Cofactor supplemented post-mitochondrial fraction (S9 mix), prepared from the livers of rats treated with Aroclor 1254.

Test concentrations with justification for top dose:

Concentration range of the first experiment (with and without metabolic activation): 8, 40, 200, 1000, and 5000 µg/plate, all strains
Concentration range of the second experiment (with and without metabolic activation): 60, 120, 240, 480, and 960 µg/plate , all strains
Concentration range of the third experiment (with metabolic activation): 400, 600, 800, 1000, 1200, and 1400 µg/plate, TA 1537 and TA 98
Concentration range of the fourth experiment (with and without metabolic activation): 60, 120, 240, 480, and 960 µg/plate, TA 100

Vehicle / solvent:

- Vehicle(s)/solvent(s) used: DMSO

Details on test system and experimental conditions:

NUMBER OF REPLICATIONS:
- Number of cultures per concentration: 4
- Number of independent experiments: 4

METHOD OF TREATMENT/ EXPOSURE:
- Test substance added in agar (plate incorporation).

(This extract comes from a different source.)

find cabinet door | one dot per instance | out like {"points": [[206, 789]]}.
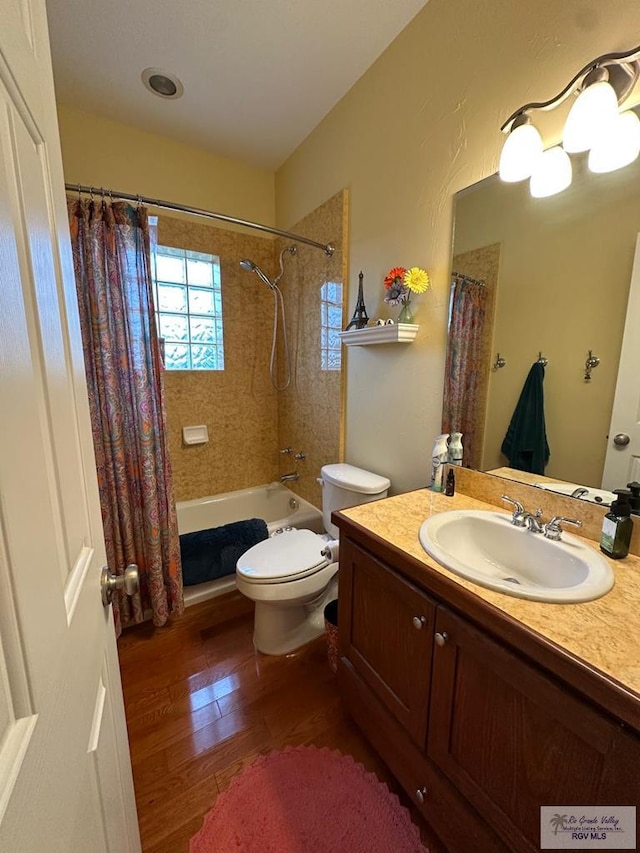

TREATMENT AND HARVEST SCHEDULE:
- Exposure duration/duration of treatment: 48 hours
- Harvest time after the end of treatment (sampling/recovery times): The count was made after the plates had been incubated for 48 hours at 37 °C.

METHODS FOR MEASUREMENT OF CYTOTOXICITY :
- Methods: 1) Background growth inhibition; 2) Toxic effect of the test substance was assumed when there was a marked and dose-dependent reduction in the mutant count per plate, compared to the negative control; 3) The titer was determined. Total bacterial counts were taken on two plates for each tested concentration.

METHODS FOR MEASUREMENTS OF GENOTOXICIY :
Colony count using automatic counter.

Evaluation criteria:

The following criteria determined the acceptance of an assay:
1) The negative controls had to be within the expected range, as defined by published data (e.g. Maron and Ames, 1983) and the laboratories' own historical data.
2) The positive controls had to show sufficient effects, as defined by the laboratories' experience.
3) Titer determinations had to demonstrate sufficient bacterial density in the suspension.
An assay which did not comply with at least one of the above criteria was not used for assessment. Furthermore, the data generated in this assay needed to be confirmed by two additional independent experiments. Even if the criteria for points 1) - 3) were not met, an assay was accepted if it showed mutagenic activity of the test compound.

Assessment Criteria:
A reproducible and dose-related increase in mutant counts of at least one strain is considered to be a positive result.
For TA 1535, TA 100 and TA 98 this increase should be about twice that of negative controls, whereas for TA 1537, at least a threefold increase should be reached. Otherwise, the result is evaluated as negative. However, these guidelines may be overruled by good scientific judgement.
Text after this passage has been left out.